I have some experience with training a fixed-topology NN using a genetic algorithm (What the paper refers to as the "traditional NE approach"). There are several different mutation and reproduction operators we used for this and we selected those randomly.
Given two parents, our reproduction operators (could also call these crossover operators) included:
Swap either single weights or all weights for a given neuron in the network. So for example, given two parents selected for reproduction either choose a particular weight in the network and swap the value (for our swaps we produced two offspring and then chose the one with the best fitness to survive in the next generation of the population), or choose a particular neuron in the network and swap all the weights for that neuron to produce two offspring.
swap an entire layer's weights. So given parents A and B, choose a particular layer (the same layer in both) and swap all the weights between them to produce two offsping. This is a large move so we set it up so that this operation would be selected less often than the others. Also, this may not make sense if your network only has a few layers.
Our mutation operators operated on a single network and would select a random weight and either:
- completely replace it with a new random value
- change the weight by some percentage. (multiply the weight by some random number between 0 and 2 - practically speaking we would tend to constrain that a bit and multiply it by a random number between 0.5 and 1.5. This has the effect of scaling the weight so that it doesn't change as radically. You could also do this kind of operation by scaling all the weights of a particular neuron.
- add or subtract a random number between 0 and 1 to/from the weight.
- Change the sign of a weight.
- swap weights on a single neuron.
You can certainly get creative with mutation operators, you may discover something that works better for your particular problem.
IIRC, we would choose two parents from the population based on random proportional selection, then ran mutation operations on each of them and then ran these mutated parents through the reproduction operation and ran the two offspring through the fitness function to select the fittest one to go into the next generation population.

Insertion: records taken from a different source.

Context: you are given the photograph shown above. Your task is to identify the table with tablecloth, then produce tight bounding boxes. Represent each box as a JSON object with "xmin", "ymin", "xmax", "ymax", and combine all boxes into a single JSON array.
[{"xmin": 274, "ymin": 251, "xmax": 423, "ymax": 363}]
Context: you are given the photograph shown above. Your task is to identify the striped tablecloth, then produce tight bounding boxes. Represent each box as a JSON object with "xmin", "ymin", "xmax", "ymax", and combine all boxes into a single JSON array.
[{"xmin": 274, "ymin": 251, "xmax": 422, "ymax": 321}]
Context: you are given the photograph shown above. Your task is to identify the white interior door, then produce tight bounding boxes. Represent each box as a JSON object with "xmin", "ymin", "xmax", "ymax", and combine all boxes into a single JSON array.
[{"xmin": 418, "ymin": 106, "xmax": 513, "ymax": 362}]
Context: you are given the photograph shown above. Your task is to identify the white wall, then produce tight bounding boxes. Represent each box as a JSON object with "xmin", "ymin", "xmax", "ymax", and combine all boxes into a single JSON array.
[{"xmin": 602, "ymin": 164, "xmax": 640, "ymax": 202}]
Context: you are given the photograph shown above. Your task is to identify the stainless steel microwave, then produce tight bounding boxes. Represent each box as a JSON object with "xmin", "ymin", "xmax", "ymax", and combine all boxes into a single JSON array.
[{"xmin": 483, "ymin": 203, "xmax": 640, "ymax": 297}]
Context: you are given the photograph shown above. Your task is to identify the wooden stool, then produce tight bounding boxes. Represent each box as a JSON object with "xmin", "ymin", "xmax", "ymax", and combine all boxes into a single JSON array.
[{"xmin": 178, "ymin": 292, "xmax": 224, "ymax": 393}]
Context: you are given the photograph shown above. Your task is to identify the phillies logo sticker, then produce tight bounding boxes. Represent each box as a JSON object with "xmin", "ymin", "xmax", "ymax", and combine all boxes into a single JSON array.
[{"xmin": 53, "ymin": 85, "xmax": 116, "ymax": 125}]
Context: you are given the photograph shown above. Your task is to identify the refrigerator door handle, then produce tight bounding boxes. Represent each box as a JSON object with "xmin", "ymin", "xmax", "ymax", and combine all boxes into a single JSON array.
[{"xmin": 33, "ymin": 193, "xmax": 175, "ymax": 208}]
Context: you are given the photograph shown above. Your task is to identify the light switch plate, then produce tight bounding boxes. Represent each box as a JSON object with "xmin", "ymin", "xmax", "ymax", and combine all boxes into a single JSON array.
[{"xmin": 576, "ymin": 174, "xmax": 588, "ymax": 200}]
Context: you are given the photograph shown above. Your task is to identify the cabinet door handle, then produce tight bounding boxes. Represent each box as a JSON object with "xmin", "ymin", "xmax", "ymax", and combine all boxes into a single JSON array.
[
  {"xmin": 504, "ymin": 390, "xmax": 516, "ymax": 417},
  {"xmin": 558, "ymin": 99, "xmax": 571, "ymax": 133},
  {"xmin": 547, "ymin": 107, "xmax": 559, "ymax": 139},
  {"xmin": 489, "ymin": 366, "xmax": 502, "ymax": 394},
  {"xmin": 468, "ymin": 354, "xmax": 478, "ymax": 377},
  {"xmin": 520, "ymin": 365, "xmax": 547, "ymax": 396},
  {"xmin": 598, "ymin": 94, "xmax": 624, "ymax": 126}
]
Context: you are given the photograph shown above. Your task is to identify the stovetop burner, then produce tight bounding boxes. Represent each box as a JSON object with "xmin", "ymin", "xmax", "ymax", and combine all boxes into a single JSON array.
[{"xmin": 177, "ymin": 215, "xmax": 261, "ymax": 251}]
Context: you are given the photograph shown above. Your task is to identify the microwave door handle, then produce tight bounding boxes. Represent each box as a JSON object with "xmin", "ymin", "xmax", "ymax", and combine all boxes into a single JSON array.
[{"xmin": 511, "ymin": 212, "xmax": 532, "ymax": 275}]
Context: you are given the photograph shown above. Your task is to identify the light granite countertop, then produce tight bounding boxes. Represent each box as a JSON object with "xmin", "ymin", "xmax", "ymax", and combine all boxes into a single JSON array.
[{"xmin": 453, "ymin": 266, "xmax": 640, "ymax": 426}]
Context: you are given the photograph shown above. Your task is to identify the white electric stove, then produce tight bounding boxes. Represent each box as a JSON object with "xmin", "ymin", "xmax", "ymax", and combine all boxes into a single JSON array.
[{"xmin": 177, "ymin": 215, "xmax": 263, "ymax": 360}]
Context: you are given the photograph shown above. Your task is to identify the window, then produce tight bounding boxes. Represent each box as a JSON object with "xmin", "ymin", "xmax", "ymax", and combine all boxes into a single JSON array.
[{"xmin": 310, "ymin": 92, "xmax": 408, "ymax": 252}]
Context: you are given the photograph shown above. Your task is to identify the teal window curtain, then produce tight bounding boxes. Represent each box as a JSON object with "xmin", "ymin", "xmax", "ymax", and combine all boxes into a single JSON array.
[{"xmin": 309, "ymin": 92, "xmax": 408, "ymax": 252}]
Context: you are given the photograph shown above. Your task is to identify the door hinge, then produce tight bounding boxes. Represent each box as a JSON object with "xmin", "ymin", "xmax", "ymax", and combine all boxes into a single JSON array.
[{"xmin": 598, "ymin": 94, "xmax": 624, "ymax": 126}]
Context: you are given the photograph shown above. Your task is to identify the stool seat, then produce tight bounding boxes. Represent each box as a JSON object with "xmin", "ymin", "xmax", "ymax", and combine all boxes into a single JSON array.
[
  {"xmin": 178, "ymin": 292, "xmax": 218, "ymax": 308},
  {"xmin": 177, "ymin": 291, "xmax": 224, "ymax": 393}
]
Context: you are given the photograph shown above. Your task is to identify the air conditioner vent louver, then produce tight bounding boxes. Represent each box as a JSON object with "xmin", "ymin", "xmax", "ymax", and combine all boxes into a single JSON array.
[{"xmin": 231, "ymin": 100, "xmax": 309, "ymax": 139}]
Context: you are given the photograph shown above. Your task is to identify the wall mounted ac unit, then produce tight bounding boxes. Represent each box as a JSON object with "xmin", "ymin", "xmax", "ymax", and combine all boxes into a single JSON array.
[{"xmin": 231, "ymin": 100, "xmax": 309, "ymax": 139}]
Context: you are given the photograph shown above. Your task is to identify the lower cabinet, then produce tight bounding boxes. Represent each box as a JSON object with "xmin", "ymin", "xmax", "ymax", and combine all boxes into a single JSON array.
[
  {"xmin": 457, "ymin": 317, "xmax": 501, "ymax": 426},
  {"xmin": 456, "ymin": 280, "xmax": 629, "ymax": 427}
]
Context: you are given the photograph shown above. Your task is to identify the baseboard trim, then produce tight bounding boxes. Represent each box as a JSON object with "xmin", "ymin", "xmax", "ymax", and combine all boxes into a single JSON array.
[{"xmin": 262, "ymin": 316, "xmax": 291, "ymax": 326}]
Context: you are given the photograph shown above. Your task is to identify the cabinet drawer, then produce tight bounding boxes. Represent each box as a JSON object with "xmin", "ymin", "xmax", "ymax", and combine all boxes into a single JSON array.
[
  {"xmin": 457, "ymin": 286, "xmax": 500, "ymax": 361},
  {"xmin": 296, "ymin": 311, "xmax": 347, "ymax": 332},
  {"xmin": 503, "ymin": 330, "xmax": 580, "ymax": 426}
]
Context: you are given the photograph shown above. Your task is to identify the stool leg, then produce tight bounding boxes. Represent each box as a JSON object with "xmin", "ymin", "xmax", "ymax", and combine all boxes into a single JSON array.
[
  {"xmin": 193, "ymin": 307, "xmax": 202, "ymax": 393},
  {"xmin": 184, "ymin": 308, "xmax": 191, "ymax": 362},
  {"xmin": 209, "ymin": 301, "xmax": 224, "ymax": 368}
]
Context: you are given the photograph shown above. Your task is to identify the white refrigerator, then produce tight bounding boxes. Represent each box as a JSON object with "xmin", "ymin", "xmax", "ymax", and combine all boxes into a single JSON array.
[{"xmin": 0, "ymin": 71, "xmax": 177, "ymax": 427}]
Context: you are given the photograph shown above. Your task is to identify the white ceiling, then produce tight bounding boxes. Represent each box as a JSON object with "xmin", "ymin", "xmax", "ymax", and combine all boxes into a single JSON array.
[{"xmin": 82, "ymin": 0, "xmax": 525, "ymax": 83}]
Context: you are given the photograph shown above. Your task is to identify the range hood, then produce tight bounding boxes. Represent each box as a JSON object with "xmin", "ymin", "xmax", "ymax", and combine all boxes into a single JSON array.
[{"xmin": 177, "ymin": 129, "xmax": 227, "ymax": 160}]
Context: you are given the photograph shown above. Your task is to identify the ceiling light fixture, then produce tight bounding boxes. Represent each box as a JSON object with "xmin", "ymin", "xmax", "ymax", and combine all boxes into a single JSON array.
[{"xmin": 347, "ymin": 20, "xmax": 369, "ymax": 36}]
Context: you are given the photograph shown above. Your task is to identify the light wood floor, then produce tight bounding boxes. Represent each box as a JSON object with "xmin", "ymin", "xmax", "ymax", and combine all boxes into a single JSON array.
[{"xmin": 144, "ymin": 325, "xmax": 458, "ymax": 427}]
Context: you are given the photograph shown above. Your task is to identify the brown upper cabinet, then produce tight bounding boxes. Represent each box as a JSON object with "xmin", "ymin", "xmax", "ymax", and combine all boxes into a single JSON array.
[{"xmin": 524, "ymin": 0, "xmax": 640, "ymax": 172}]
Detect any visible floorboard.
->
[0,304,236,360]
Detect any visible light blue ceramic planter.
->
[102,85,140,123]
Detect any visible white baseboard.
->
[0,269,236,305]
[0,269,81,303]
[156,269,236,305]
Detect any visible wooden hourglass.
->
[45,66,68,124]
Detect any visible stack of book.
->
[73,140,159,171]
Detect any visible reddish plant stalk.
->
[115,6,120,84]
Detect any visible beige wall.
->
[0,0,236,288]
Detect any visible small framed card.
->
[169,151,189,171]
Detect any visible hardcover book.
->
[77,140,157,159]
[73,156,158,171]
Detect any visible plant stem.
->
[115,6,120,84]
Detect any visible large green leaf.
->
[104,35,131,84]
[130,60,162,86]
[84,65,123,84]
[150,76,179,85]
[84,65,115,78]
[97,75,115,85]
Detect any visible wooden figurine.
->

Of course, in your case since you're also evolving the topology some of these reproduction operations above won't make much sense because two selected parents could have completely different topologies. In NEAT (as I understand it) you can have connections between non-contiguous layers of the network, so for example you can have a layer 1 neuron feed another in layer 4, instead of feeding directly to layer 2. That makes swapping operations involving all the weights of a neuron more difficult - you could try to choose two neurons in the network that have the same number of weights, or just stick to swapping single weights in the network.
I know that while training a NE, usually the backpropagation algorithm is used to correct the weights
Actually, in NE backprop isn't used. It's the mutations performed by the GA that are training the network as an alternative to backprop. In our case backprop was problematic due to some "unorthodox" additions to the network which I won't go into. However, if backprop had been possible, I would have gone with that. The genetic approach to training NNs definitely seems to proceed much more slowly than backprop probably would have. Also, when using an evolutionary method for adjusting weights of the network, you start needing to tweak various parameters of the GA like crossover and mutation rates.